Middeleeuwse prent van het stuwwerk in de Kasteel-Rips met een toevoer naar de kasteelgracht. De prent wordt toegeschreven aan Valentijn Klotz (1675). Bron Ad Otten, Gemerts-Heem (1983).

Het gebied van de Dribbelei behoorde waarschijnlijk tot de gronden die als één van de eersten zijn ontgonnen. Ze hebben dikke veenpakken gekend, lagen dicht bij de woonkernen en waren ook vrij makkelijk te ontwateren.

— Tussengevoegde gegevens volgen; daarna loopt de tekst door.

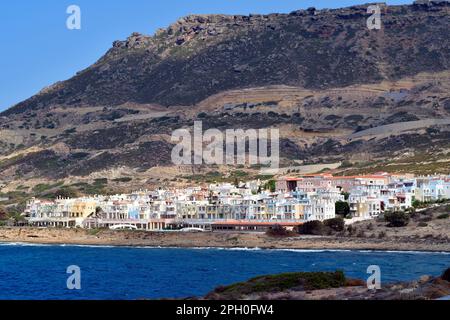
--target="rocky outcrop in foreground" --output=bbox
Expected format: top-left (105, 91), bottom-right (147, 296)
top-left (205, 268), bottom-right (450, 300)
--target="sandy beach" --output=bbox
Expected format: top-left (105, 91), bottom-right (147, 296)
top-left (0, 228), bottom-right (450, 252)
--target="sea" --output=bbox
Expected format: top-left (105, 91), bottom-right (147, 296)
top-left (0, 243), bottom-right (450, 300)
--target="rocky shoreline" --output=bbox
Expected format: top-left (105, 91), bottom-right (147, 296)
top-left (0, 227), bottom-right (450, 252)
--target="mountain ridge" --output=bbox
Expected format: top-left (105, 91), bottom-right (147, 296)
top-left (0, 2), bottom-right (450, 194)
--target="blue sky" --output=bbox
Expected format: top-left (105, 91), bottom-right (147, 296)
top-left (0, 0), bottom-right (412, 111)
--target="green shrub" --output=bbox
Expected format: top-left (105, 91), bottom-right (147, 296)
top-left (323, 217), bottom-right (345, 232)
top-left (266, 224), bottom-right (293, 237)
top-left (384, 211), bottom-right (410, 228)
top-left (209, 271), bottom-right (346, 300)
top-left (297, 221), bottom-right (329, 236)
top-left (441, 268), bottom-right (450, 282)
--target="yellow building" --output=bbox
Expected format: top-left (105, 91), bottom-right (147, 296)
top-left (69, 200), bottom-right (97, 225)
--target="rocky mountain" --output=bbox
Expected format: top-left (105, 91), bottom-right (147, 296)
top-left (0, 1), bottom-right (450, 192)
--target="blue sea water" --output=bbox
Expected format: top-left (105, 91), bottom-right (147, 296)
top-left (0, 244), bottom-right (450, 300)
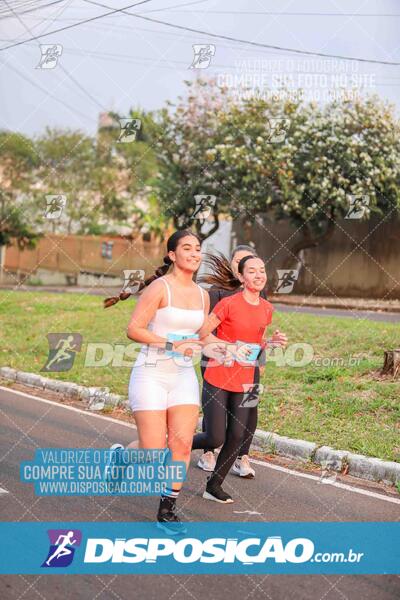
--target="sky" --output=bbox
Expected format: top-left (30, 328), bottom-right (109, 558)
top-left (0, 0), bottom-right (400, 135)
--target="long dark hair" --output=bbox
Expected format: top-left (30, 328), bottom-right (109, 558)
top-left (104, 229), bottom-right (202, 308)
top-left (197, 244), bottom-right (257, 291)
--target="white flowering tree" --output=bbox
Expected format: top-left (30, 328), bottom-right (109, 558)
top-left (155, 82), bottom-right (400, 253)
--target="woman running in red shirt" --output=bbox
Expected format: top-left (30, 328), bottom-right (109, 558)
top-left (192, 256), bottom-right (287, 502)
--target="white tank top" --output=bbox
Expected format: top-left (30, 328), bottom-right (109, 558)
top-left (148, 277), bottom-right (204, 337)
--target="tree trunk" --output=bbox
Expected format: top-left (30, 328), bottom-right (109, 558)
top-left (380, 348), bottom-right (400, 379)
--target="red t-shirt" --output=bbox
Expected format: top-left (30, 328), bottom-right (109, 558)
top-left (204, 292), bottom-right (274, 392)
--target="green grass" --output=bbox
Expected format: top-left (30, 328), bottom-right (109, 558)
top-left (0, 291), bottom-right (400, 461)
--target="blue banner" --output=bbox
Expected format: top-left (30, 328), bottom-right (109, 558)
top-left (0, 522), bottom-right (400, 575)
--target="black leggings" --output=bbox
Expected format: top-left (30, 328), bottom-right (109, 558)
top-left (200, 356), bottom-right (260, 456)
top-left (192, 380), bottom-right (257, 481)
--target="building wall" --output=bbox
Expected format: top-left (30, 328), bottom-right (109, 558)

Rondom de gehele Peel zijn dit soort ontginningen op de randen aangetroffen, immers de Peel is van buiten naar binnen ontgonnen. Bestaande toponiemen zoals; wijst, bleek, sprenk, raam, leek, breem, groes en zijp wijzen hier nog op. Na de vroege ontginning van de Dribbelei, mogelijk al in de 12e eeuw, zal het verlandingsproces opnieuw op gang zijn gekomen, met laagveenvorming en drijftillen in de voorheen gegraven putgaten. Otten schreef hierover in zijn publicatie in 1985;

…dat onder de bewoners van Boekent, fantastische verhalen de ronde doen over de sloten en putten van de Dribbelheide. Vele koeien zouden er in de loop der tijden verzopen zijn. Kinderen mochten er niet spelen, want het was er veel te gevaar”.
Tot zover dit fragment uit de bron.